Goert Symons
van Paerle, schepen <1588-1598
Geurd Simons, pachter op de boerderij
Paerlo, zal wel goed bij kas gezeten hebben. In augustus 1600 liet de
edele en erentfester Wilhelm van Frimesum optekenen, dat hij
de 108 daalders die zijn zoon Aret nog schuldig was aan (wijlen) Goerdt
Simons als zijn eigen schuld had overgenomen. Hij beloofde het geld
spoedig aan diens zoon Johan Simons in drie termijnen te restitueren,
met de Heuftsgriend als onderpand.
Jan Sijmons,
schepen 1592
Jaren later blijkt voornoemde lening tegen alle beloftes in nog niet
te zijn afgelost. In 1626 toonde Jan Simons de zegelbrief aan de schepenbank,
betreffende de schuld van 108 daalders, ten last van de erfgenamen van
Arnolt van Frimersum. Daar was ondertussen een nieuwe lening van 111
gulden bijgekomen. Verzoek om beslag te mogen leggen op genoemde griend.

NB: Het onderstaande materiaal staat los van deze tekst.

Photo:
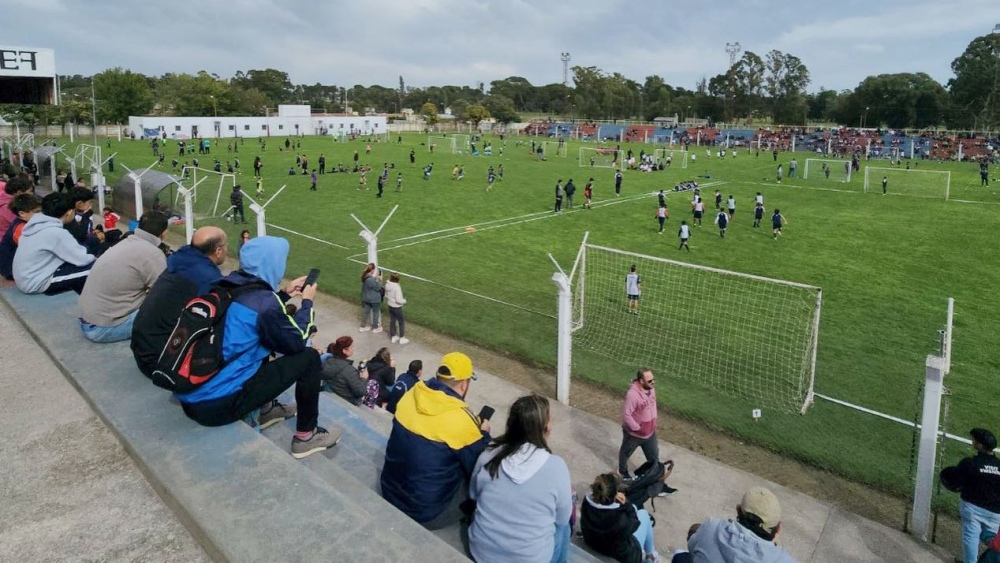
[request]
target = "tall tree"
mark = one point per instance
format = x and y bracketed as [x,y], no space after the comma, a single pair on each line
[975,90]
[121,93]
[785,82]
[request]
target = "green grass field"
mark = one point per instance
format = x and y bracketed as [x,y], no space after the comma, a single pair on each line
[886,266]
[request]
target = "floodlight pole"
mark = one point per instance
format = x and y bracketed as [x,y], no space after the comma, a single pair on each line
[371,238]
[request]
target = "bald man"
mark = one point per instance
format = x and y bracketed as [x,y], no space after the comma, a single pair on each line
[191,271]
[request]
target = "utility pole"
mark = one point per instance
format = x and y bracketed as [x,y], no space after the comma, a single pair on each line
[733,49]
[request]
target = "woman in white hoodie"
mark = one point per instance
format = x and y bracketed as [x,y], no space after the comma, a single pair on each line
[394,299]
[522,492]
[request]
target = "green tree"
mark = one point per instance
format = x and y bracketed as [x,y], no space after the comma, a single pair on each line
[785,82]
[121,93]
[476,114]
[975,90]
[429,112]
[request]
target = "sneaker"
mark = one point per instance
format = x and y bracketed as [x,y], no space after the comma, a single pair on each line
[320,440]
[275,413]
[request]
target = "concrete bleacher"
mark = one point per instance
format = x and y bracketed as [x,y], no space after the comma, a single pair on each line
[244,498]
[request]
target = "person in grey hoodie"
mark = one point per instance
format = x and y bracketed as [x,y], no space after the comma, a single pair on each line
[48,259]
[371,299]
[522,492]
[751,537]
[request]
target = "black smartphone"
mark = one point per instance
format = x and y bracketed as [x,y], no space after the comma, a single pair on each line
[311,277]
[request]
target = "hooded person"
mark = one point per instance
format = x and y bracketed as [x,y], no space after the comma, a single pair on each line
[256,326]
[48,259]
[434,430]
[751,537]
[522,491]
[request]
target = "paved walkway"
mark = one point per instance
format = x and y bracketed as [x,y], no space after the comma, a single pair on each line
[70,492]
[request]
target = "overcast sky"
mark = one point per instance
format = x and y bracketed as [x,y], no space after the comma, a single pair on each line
[464,42]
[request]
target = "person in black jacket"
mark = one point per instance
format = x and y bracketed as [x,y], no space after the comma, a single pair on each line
[613,527]
[977,478]
[382,369]
[191,271]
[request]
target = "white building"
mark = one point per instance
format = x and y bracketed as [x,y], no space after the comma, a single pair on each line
[291,120]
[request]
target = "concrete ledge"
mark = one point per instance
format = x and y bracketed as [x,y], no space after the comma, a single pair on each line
[242,497]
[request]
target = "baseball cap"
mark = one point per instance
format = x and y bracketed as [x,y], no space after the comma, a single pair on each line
[456,366]
[764,505]
[984,437]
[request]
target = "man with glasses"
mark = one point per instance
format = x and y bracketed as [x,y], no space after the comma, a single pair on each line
[639,421]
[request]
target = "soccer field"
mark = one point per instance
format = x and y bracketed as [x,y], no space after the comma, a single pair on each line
[475,266]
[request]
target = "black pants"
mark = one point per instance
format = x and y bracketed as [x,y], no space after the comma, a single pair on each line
[302,369]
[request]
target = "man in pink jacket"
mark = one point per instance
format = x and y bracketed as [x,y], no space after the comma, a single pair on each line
[639,421]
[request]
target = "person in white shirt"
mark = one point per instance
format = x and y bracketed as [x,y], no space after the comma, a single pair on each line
[684,233]
[632,291]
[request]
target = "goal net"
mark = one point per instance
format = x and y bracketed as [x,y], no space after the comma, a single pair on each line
[827,169]
[741,335]
[440,143]
[209,191]
[900,181]
[460,144]
[676,157]
[600,158]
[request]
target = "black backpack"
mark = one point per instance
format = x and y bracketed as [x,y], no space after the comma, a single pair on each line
[647,484]
[193,352]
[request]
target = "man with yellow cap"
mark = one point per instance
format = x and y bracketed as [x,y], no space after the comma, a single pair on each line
[751,537]
[433,447]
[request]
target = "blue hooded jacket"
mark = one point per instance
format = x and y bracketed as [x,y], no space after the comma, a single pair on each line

Later dat jaar wordt namens Jan Simons
verzocht om ook beslag te mogen leggen op de Lysen-kamp
wegens een schuld van 100 daalders, plus achterstallige rente. Na de
gebruikelijke kerkeroepen gedurende de tijd van 6 weken en 3 dagen,
is Jan Simons in het bezit van genoemde kamp gekomen.
NB. Jan Sijmons werd in februari 1592
eenmalig genoemd -samen met Jaeck Boden- als schepenen (pretori).